Polish Prime Minister Mateusz Morawiecki (left) and Israeli Prime Minister Benjamin Netanyahu.—AFP
WARSAW: Poland pulled out of a planned summit in Israel after Israel’s acting foreign minister said on Monday that “many Poles” had collaborated with the Nazis in World War Two and shared responsibility for the Holocaust.
Polish Prime Minister Mateusz Morawiecki branded the remarks “racist and unacceptable”. He had previously said he would not join Tuesday’s gathering of central European leaders in Israel, sending instead a lower-level delegation, but said on Monday that no Polish officials would now attend.
“Not only can we not accept such racist comments, but with all our strength we want to stress that we will fight for historical truth, for the honour of Poles,” he told reporters.
The leaders of the other three ‘Visegrad Group’ nations — Hungary, the Czech Republic and Slovakia — all still planned to attend the talks, Israel said, but Czech Prime Minister Andrej Babis said they would instead consist of bilateral discussions and that the summit would be rescheduled for later in 2019.
Poland’s right-wing Law and Justice (PiS) government has made what it sees as the defence of national honour over its wartime record a cornerstone of foreign policy since taking power in 2015.
Many Poles refuse to accept research showing thousands of their countrymen participated in the Holocaust in addition to thousands of others who risked their lives to help the Jews.

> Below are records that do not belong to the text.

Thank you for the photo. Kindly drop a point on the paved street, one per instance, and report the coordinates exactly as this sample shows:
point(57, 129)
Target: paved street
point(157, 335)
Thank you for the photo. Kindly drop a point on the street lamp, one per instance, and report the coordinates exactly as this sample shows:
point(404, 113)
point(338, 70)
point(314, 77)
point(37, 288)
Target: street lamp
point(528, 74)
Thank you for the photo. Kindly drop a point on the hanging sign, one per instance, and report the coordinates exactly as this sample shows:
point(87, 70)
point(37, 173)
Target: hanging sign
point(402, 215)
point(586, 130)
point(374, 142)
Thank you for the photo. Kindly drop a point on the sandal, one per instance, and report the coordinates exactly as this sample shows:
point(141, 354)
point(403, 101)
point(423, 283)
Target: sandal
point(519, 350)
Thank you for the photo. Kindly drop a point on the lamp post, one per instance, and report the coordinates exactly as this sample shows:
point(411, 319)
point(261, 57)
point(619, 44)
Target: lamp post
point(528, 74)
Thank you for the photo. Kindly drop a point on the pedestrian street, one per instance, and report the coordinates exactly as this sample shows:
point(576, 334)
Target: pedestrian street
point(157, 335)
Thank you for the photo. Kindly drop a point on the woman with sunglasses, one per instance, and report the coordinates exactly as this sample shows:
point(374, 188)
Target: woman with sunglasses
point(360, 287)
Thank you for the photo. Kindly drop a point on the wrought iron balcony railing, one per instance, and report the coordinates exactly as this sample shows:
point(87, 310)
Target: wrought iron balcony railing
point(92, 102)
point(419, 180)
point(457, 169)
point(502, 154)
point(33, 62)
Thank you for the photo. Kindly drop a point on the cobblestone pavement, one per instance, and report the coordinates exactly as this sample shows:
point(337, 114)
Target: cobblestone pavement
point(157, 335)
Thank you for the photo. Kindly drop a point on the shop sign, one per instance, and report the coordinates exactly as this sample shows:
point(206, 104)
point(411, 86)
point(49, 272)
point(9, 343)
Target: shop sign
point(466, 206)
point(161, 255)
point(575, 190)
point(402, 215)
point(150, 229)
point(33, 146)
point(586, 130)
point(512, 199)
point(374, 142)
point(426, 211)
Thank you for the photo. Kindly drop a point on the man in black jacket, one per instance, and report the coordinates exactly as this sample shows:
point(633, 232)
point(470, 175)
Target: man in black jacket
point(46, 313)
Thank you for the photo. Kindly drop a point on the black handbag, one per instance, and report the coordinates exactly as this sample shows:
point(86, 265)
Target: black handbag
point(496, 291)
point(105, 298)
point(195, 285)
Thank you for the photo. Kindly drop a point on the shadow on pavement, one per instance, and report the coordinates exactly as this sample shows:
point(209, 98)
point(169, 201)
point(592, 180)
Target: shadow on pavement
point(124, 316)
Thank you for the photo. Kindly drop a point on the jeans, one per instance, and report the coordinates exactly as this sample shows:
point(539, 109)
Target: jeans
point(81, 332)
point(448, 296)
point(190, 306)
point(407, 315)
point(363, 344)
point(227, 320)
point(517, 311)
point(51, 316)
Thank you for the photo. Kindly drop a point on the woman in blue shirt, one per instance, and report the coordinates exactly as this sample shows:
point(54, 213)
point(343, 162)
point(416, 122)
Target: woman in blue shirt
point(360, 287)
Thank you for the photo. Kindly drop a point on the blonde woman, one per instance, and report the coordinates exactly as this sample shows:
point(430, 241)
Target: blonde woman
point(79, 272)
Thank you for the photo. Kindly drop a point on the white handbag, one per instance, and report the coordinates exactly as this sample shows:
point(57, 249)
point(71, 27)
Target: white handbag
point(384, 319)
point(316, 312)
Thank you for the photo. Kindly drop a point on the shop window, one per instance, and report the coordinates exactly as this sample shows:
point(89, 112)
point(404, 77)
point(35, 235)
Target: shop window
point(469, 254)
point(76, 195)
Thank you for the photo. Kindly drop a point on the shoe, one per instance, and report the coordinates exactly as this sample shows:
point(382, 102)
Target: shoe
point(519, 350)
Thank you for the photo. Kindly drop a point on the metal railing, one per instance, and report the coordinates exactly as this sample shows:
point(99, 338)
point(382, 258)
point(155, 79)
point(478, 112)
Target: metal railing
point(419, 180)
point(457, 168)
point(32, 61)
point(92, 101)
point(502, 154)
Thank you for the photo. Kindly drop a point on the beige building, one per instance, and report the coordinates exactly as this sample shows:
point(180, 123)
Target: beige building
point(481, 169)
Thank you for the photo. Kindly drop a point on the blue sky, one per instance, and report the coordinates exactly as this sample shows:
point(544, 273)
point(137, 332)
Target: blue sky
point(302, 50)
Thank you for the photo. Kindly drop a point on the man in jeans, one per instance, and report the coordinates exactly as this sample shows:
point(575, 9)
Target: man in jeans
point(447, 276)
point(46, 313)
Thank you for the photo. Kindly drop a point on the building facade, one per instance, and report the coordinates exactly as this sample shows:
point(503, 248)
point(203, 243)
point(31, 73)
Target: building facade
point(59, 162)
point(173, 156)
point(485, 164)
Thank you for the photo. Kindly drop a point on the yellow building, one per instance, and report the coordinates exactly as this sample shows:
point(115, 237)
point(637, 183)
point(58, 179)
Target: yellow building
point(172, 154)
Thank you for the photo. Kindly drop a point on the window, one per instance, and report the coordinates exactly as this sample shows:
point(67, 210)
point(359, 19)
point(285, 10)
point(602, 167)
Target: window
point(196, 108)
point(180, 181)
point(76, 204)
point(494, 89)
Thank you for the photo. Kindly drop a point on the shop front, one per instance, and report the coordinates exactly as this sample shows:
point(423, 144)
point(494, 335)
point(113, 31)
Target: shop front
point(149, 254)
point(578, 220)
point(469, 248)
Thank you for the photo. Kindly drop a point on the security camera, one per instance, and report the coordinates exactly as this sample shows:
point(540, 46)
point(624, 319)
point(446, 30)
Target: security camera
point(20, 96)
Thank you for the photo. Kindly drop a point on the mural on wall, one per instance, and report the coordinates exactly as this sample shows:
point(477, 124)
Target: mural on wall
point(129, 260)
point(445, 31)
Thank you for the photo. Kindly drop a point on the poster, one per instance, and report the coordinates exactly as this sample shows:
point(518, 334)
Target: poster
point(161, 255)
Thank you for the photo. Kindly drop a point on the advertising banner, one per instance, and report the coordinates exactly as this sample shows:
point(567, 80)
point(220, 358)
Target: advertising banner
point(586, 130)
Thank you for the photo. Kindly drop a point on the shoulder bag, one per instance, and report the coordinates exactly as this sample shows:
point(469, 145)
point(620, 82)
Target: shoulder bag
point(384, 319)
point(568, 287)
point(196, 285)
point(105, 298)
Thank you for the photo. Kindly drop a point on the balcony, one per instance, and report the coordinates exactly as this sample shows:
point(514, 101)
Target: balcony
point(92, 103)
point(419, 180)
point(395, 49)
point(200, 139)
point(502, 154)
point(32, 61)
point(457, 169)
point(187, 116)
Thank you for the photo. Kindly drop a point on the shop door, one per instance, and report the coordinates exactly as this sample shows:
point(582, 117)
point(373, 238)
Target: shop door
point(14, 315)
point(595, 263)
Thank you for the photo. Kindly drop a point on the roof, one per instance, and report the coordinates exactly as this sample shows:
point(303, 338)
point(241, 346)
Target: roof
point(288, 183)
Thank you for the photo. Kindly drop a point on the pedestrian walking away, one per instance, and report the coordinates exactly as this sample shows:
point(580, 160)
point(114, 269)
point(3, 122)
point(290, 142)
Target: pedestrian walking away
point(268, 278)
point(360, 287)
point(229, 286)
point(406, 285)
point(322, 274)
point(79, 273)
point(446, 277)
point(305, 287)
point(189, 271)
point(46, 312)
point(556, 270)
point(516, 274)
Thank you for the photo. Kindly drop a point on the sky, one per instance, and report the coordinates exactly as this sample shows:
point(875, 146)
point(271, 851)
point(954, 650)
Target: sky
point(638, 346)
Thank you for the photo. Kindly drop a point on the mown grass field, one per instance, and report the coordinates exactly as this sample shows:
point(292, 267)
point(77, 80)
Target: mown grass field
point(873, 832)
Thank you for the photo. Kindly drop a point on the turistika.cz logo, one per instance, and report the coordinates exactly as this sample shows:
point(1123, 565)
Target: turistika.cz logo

They say Warsaw’s Western allies have also failed to acknowledge the scale of Poland’s own suffering under wartime occupation.
The diplomatic row between Poland and Israel has been escalating since Friday, when Israeli media reported remarks by Prime Minister Benjamin Netanyahu on Friday suggesting Polish complicity in the Holocaust.
Israel’s Acting Foreign Minister Israel Katz exacerbated the dispute on Monday when he told Israel’s Army Radio: “Many Poles collaborated with the Nazis and took part in the destruction of the Jews during the Holocaust.”
The Polish decision is a blow for Netanyahu, who had hoped the Visegrad summit would burnish his diplomatic credentials ahead of Israel’s April 9 election.
Before World War Two Poland was home to one of the world’s biggest Jewish communities but it was almost entirely wiped out by the Nazis who set up camps such as Auschwitz on Polish soil.